We had no particular expectations for Amy Adams, whose role was to re-create a person neither of us had ever met. But she was excellent as the 30-year-old Julie Powell, who cooked every recipe in Mastering the Art of French Cooking in one year and detailed her experiences in a blog. Seeing Julie and her husband was like a flashback to ourselves at the same age, becoming more and more interested in food. As a break from studying law, we found the same satisfaction in cooking and eating Julia's recipes, though we certainly got through far fewer of them than the determined Powell did.
The scenes from Julia's life in the late '40s and thereafter were so well done that we felt transported back to our own days in Paris.
In terms of production values, Julie & Julia is about as good as it gets. The scenes from Julia's life in the late '40s and thereafter--particularly in Paris, as she discovered French food and learned to cook at Le Cordon Bleu--were so well done that we felt transported back to those days. Having lived in Paris a few decades later and eaten more than our fair share of restaurant meals there--not to mention Nina's time spent at Le Cordon Bleu (more on that in a minute)--the movie evoked many wonderful memories. The scenes with Julie in her Queens apartment were also realistic but, needless to say, nowhere near as romantic.
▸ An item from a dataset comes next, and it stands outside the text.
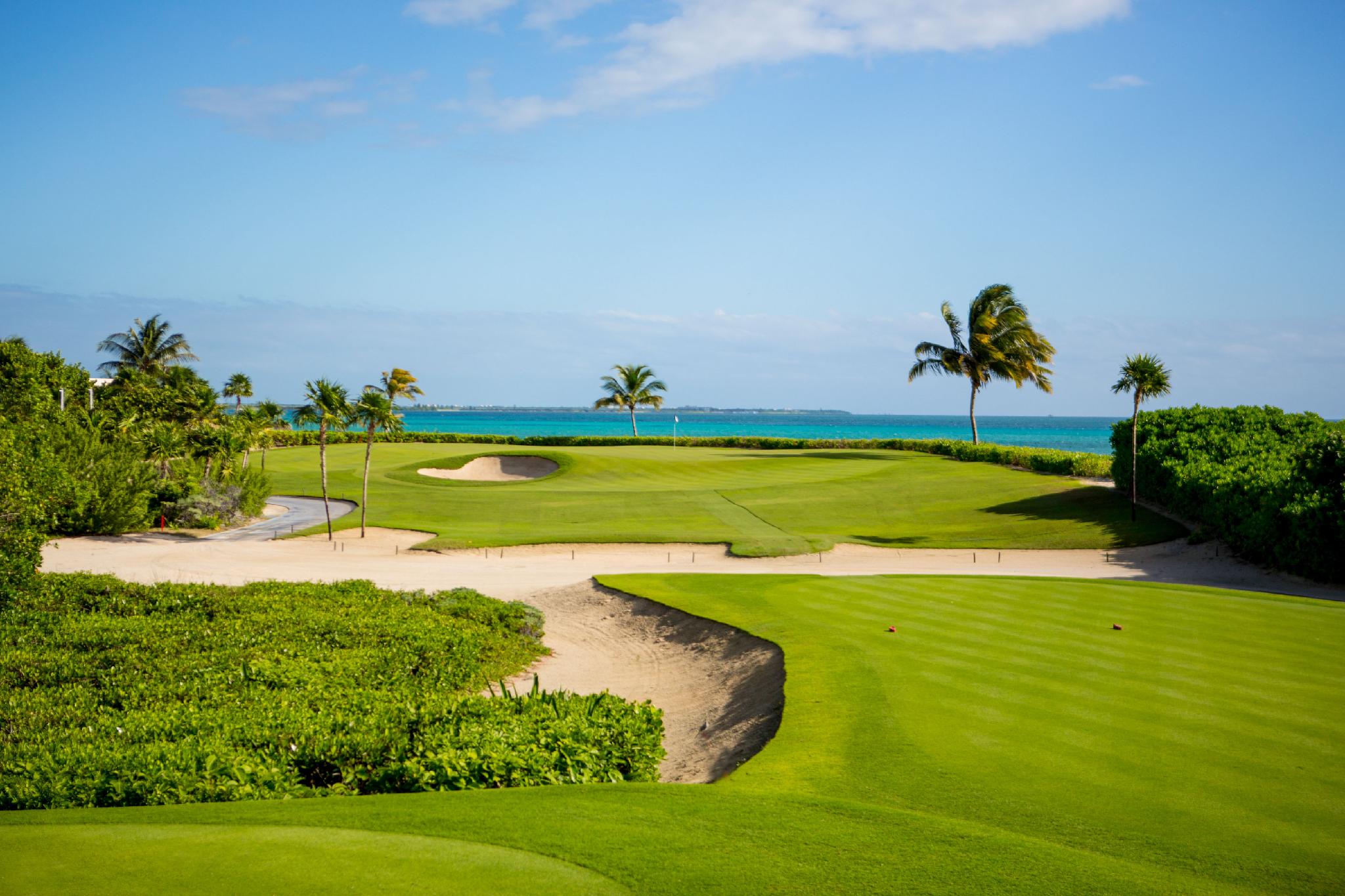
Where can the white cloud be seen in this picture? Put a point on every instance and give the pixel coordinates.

When it comes to storyline, however, the film falls a bit flat. Perhaps moviegoers who aren't already familiar with Julia Child's life will get a kick out of seeing it on screen. But as for Julie's life, watching somebody cook 500-plus recipes in a single year just isn't that dramatic. Yes, it's interesting to see how a love of food and cooking transformed the lives of both protagonists--something we can very much identify with, since it transformed ours as well--but it isn't compelling enough to hold the film together.
But back to Le Cordon Bleu, where Nina took many classes during our two years working in Paris. We were particularly struck by the film's portrayal of Madame Brassart, the school's longtime owner and director. Basically, the film portrayed her through Julia's eyes, and Julia clearly disliked Brassart--not surprising, since she flunked Julia on her first exam.
Having known both women, we can safely say that it's hard to imagine two less compatible people. Julia was tall and assertive with a loud, braying voice in English--one can only imagine what she sounded like in French. Madame Brassart, in contrast, was petite, elegant, and aristocratic, and spoke impeccable French and English, as well as several other languages. She also was an important figure in culinary education, having successfully led Le Cordon Bleu from the late '40s through 1985. As her niece, the distinguished ceramicist Martine Vermeulen, of Feu-Follet Pottery, reminded us just last night, she had the clearest skin and the most piercing blue eyes--"You could never put anything over on her, not with those eyes."
From our point of view, Madame Brassart was much more sympathetic than portrayed in the film--she had a great sense of humor and could be very funny in an understated way ("Laughter was de rigueur with her," her niece said)--and her achievements as a culinary educator, much like Julia's, are indisputable. Maybe the French equivalent of Nora Ephron, if you can imagine such a thing, will make a movie about her. Nobody can match Meryl Streep, of course. But in an ideal world, we'd cast Leslie Caron.